In this case the new protein caused a “life-threatening allergic
reaction in people”(Beardsley, 1996). The company quickly stopped the project (Beardsley, 1996; Feder, 1996; Leary, 1996). Here again we see an unexpected result from an attempt at genetic engineering.
This “life-threatening allergic reaction” was a determination made in the laboratory using blood serum from nine patients who were allergic to Brazil nuts (Leahy, 1996). All nine reacted to extracts of the Brazil nut. Eight of nine reacted to the genetically engineered soybean extract, but none reacted to the extract from regular, plain soybeans. Skin prick tests on three volunteers showed the same results. This was part of the normal pre-release process that genetic engineering companies are required to perform on their own by the FDA (Sudduth, 2000). This example of a potentially serious result is often quoted by opponents to genetic engineering, even now, five years after the fact. And it is frequently implied that people were put at serious risk, even though all of the allergic reaction procedures were done in the laboratory on blood serum and no one became ill.

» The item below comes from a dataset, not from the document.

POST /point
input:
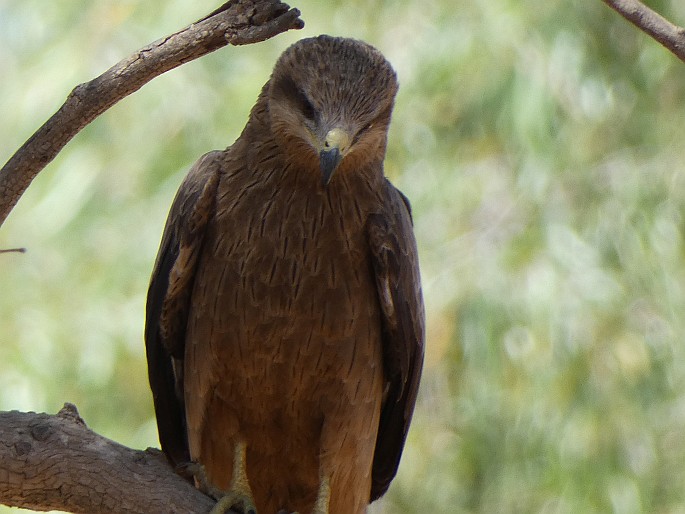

Insertion of a desired gene requires not only a vector for insertion, usually a viral gene, but also a marker gene for antibiotic resistance. One other problem is that each gene inserted into another organism needs an activator gene. The host organism is very unlikely to furnish this activator, so one is usually provided with the inserted gene. Virus activator genes have evolved to overcome host cell indifference to an added gene. These virus genes are very powerful activators, and are normally what is used to activate an inserted gene (Steinbrecher, 1999). There are also some bacterial activators used. We do not know the long-term effects of using these microbial genes in genetic engineering. If they are passed to other organisms there may be problems that we cannot imagine at the present time. Conclusions
Some of the opposition to GMOs seems almost irrational(Fong, 2000). Two Mothers for Natural Law web articles (1999 and 2000) assume that there is something to be avoided in genetically engineered foods. They furnish a list of food products to avoid, and a source for testing DNA of food products for genetic engineering. There is no discussion or justification for what they are saying. The assumption seems to be that if it is a GMO it is bad. There may
well be some problems with GMOs, such as allergic reactions, changed flavors and horizontal movement of genes, but these need to be investigated in a rational manner, not with blanket condemnations and ignorance.
It is probably a positive thing that protesters have called attention to the phenomenon of genetic engineering and have insisted that the government be more active in the testing and licensing of these products. At the same time, there seems to be much misinformation and some hysteria about the subject of genetic engineering. There have been all kinds of dire predictions about GMOs. But genetic engineering has been singularly free of tragic consequences to date. The one exception seems to be the production of tryptophan by a Japanese company. Eleven people died from consuming tryptophan that was improperly genetically engineered and purified. However, we may conclude that the general short-term effects of genetic engineering on humanity is positive.
However, there seems to be no research being done on the long-term effects of genetic engineering. There are several basic questions unanswered:
1. Will people over time develop allergic reactions to the transgenic proteins produced from genetic engineering?
2. Will the horizontal movement of genetic materials have a negative impact on ecosystems?
3. Will some virulent new pathogen develop from the transfer and transformation of microbial DNA made available by genetic engineering?
4. Will humans be able to make the correct ethical choices so that all of humanity may share in the potential benefits of genetic engineering?